Which was what we did last Sunday, as we sallied forth from downtown KL to the colourful, bustling morning market at OUG in search of sustenance. OUG stands for Overseas Union Garden, one of the earliest middle-class suburbs built on the outskirts of Kuala Lumpur back in the early-70s. It’s a wholly Chinese housing estate, and the local markets and food places there are highly-skewed towards KL-style Chinese-Malaysian cuisine of all sorts. Which makes this housing estate a veritable treasure trove of good eats.
The famous OUG Back-lane Curry Mee stall (“mee” is the local term for noodles, used by Chinese-, Malay- and Indian-Malaysians alike) has been operating since the inception of OUG, and is now more than 3 decades-old, as Mr Choy, the current stallowner will attest:
The back-lane separates two well-known “kopitiams” (traditional Chinese coffeeshops): TMC Kopitiam and OUG Lucky Restaurant, both situated along Jalan Hujan Emas 4, a very busy thoroughfare which cuts through the teeming OUG morning market.
Grab a seat, then place your order at the stall from either Mr or Mrs Choy.
The steeming vat of curry was kept simmering throughout the morning - its aromatic, curry-spiced scent wafting through the air like an invisible cloud of deliciousness, was enough to put hairs on one’s chest.
OUG Backlane Curry Mee first gained my attention back in the 90s when one of my closest friends and a serious fellow Singaporean foodie, came back from a short visit to KL, extolling the curious pull of this place “located in a grimy backlane which served a delicious, fiery curried noodle dish”. We had nothing of the sort back in Singapore, not since the Singapore government banned all forms of street-side hawker stalls in the early-80s, and moved all the hawkers into government-run, purpose-built food centres.
It was to take nearly two decades before I finally came to try this spot in KL. And what a revelation. Its style of curry mee was a small departure from gold standard KL-style curry mee set by the Madras Lane trio of stalls (recently listed as No. 2 on Lonely Planet’s 500 food experiences around the world Lonely Planet’s No. 2 Top Eats - Curry Laksa in KL.

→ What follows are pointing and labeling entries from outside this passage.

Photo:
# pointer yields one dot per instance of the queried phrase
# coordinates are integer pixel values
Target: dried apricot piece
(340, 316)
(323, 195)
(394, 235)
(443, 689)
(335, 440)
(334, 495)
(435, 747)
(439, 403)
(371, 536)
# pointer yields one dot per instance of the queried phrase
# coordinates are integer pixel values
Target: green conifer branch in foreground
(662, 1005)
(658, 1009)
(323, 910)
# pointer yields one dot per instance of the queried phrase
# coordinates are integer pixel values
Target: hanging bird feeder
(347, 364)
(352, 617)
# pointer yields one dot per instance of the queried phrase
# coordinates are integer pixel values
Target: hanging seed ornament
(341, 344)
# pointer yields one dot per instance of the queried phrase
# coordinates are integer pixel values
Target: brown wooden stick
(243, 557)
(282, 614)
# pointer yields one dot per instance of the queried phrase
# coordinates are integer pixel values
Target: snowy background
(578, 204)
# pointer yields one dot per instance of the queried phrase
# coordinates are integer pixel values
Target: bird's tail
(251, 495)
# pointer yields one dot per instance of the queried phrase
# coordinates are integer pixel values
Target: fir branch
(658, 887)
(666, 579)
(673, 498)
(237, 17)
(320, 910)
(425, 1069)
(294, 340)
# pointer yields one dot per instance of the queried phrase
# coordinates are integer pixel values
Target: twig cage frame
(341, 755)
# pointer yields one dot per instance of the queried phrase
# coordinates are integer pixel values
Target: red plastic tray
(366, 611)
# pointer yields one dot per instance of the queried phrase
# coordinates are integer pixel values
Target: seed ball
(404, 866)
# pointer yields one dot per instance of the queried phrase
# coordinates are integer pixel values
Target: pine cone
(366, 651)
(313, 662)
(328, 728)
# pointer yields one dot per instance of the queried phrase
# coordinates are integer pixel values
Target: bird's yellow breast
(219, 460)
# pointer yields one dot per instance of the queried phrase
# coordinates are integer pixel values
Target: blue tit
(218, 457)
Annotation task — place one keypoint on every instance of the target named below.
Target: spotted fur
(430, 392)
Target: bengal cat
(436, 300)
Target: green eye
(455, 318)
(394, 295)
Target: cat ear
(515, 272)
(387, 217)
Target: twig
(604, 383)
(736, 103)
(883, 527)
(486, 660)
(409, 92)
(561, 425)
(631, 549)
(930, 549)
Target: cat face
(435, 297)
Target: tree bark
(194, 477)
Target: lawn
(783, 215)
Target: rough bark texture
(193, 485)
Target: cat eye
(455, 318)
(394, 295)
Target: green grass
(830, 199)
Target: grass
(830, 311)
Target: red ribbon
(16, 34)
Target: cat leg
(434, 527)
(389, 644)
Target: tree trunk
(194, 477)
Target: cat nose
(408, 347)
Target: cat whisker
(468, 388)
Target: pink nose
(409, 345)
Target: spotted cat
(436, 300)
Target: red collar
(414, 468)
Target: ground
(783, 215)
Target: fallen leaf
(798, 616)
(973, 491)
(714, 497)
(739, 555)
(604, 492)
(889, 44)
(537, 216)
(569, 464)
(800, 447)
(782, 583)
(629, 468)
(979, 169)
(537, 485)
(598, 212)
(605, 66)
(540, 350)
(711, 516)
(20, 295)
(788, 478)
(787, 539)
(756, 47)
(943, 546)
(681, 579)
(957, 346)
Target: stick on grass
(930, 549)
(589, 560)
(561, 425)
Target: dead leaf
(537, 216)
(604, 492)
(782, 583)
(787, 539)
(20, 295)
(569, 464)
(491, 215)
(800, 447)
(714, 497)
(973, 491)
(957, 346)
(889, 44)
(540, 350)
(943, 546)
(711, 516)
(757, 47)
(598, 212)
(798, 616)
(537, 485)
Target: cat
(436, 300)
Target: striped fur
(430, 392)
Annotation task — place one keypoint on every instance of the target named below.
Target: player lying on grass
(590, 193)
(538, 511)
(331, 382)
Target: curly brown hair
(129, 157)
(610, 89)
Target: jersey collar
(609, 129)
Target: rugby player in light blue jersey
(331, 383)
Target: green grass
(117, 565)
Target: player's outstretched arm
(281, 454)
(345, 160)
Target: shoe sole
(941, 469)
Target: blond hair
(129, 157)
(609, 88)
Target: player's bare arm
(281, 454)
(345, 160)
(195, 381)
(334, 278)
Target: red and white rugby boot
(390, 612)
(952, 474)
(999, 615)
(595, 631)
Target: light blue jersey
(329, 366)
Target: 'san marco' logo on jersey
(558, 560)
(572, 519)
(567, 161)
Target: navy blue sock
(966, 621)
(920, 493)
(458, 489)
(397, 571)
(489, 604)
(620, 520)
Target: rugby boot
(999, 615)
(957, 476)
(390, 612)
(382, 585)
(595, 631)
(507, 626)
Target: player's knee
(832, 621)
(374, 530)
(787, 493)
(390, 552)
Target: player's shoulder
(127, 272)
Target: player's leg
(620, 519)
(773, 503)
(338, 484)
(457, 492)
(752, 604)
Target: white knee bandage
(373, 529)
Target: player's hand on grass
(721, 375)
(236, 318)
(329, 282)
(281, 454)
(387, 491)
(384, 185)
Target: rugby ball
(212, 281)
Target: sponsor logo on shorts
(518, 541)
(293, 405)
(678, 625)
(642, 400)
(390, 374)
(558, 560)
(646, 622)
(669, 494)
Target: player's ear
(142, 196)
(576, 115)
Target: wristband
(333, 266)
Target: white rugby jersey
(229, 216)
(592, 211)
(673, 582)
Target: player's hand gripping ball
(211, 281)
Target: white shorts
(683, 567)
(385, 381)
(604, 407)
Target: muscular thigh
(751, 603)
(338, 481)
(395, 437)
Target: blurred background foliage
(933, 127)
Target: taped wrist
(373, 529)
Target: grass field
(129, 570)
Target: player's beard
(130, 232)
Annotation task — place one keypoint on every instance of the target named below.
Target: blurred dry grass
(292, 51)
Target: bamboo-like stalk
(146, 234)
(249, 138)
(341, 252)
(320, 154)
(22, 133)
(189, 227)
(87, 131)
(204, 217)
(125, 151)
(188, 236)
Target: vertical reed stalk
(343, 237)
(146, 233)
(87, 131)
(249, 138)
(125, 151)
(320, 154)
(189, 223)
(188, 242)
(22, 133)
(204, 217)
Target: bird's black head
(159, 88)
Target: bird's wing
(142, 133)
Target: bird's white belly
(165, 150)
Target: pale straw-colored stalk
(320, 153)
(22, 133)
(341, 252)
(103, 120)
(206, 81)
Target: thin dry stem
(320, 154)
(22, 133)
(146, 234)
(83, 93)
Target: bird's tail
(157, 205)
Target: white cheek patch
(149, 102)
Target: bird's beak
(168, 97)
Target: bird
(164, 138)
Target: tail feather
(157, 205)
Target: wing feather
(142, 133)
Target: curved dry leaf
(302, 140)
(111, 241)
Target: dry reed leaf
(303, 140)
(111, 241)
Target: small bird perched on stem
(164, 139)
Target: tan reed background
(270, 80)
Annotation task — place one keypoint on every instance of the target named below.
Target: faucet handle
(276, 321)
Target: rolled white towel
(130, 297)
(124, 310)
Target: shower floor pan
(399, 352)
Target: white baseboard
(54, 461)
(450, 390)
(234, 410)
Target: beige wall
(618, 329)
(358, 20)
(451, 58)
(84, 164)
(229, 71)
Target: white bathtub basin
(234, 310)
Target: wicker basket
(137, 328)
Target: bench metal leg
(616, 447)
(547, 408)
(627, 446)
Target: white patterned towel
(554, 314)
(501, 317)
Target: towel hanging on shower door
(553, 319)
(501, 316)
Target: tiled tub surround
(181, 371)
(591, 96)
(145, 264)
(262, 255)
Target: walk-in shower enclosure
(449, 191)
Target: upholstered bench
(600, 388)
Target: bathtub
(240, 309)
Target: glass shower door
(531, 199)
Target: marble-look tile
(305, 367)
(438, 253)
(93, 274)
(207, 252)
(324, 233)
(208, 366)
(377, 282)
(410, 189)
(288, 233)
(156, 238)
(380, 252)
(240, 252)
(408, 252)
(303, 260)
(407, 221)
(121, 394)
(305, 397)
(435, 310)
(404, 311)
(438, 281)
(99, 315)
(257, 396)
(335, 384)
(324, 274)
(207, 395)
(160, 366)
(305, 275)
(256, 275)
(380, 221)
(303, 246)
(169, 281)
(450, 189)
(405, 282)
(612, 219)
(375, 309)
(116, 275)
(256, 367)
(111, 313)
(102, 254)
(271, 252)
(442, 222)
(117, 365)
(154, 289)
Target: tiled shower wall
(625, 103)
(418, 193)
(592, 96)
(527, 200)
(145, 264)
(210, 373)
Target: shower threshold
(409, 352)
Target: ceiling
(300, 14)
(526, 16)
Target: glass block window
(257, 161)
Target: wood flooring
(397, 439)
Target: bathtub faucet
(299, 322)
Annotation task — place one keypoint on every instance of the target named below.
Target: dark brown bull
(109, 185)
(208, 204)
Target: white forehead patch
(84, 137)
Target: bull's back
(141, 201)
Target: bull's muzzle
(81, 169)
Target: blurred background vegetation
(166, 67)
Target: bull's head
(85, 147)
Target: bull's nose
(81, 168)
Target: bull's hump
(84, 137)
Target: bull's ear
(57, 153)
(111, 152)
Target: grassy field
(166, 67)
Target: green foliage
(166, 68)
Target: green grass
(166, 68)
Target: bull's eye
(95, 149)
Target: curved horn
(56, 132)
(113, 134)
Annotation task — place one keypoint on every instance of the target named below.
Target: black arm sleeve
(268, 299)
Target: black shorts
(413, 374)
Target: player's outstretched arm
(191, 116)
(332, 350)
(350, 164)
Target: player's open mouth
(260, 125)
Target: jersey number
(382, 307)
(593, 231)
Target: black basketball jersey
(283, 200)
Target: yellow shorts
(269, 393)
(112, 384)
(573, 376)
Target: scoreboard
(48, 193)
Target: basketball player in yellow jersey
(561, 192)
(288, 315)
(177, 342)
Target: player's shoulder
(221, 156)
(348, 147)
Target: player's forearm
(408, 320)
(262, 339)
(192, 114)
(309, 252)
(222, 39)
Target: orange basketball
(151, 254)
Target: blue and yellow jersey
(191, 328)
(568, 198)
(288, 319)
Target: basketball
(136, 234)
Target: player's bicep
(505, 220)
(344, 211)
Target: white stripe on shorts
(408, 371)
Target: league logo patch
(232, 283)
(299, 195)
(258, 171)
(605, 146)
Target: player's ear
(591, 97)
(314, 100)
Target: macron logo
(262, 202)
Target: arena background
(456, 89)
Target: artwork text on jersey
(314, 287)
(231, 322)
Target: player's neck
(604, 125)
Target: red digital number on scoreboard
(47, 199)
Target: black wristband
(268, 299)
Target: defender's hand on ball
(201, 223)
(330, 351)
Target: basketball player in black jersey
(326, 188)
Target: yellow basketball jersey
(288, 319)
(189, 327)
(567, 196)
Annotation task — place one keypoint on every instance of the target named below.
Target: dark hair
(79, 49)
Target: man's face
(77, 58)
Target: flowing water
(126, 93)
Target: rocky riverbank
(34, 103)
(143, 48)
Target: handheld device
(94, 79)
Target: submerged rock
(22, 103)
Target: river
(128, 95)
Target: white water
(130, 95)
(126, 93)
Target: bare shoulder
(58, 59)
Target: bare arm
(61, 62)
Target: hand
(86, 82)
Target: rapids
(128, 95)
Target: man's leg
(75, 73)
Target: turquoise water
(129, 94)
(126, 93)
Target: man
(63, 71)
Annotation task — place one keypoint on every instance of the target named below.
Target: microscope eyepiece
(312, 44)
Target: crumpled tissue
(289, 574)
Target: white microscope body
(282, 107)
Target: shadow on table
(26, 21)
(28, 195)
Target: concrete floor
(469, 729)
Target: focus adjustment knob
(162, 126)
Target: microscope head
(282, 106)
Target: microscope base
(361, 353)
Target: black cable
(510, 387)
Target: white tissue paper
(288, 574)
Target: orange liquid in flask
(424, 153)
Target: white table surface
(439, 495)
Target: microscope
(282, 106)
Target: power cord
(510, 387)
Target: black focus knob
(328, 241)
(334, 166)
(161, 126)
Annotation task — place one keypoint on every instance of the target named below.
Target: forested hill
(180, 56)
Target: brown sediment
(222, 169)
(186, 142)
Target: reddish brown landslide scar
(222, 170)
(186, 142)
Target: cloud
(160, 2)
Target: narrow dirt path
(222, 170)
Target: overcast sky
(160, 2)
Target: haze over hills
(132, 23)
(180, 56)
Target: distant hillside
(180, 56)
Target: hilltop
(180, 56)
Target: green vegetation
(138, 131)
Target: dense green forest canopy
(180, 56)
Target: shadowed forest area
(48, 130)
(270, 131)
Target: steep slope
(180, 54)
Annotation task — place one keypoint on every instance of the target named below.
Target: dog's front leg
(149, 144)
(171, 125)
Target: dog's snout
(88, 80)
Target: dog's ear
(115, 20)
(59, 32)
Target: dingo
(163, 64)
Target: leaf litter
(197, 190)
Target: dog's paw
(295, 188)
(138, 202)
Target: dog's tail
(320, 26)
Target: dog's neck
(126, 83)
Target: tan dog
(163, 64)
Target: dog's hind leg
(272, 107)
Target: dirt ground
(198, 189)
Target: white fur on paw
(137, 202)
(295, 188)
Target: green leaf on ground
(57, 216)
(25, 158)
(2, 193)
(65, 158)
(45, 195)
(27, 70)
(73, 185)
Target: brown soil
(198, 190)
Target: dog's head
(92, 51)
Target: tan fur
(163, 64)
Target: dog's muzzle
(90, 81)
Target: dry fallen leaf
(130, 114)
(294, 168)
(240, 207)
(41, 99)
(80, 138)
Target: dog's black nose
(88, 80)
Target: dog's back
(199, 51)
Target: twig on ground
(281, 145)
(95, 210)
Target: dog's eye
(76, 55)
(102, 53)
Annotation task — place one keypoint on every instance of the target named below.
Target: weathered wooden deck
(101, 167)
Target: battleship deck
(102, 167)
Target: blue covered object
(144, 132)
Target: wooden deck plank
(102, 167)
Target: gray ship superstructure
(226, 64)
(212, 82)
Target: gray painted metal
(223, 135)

My bowl of curry mee had slivers of poached chicken meat, roasted pork, Teochew fish-balls, tofu-puffs, and an additional order curried chicken feet (yummy!). A sprinkling of chopped scallions were the only greens on the bowl. No long beans nor aubergines here - items which I’d long associated with KL-style curry mee. But I guess OUG Back-lane curry mee has been around for so long, and has garnered such a reputation, no one deigned to even question them on why their rendition did away with the said vegetable components.
Incredulously, just when you thought the curried noodles were a bit too spicy, little saucers of additional chilli paste, with little lime halves, were provided on the side - for chilli heads to help themselves if they should want to have an additional chilli-kick to their noodles.
The curry mee here tasted altogether different from Singapore’s curry mee: Heng Kee Curry Mee at Hong Lim, Singapore, despite its outward similarity in appearance.
OUG Backlane Curry Mee
located at the backlane between TMC Kopitiam and OUG Lucky Restaurant
Jalan Hujan Emas
Overseas Union Garden (Taman OUG)
58200 Kuala Lumpur
Opening hours: 7.15am-11.45am daily.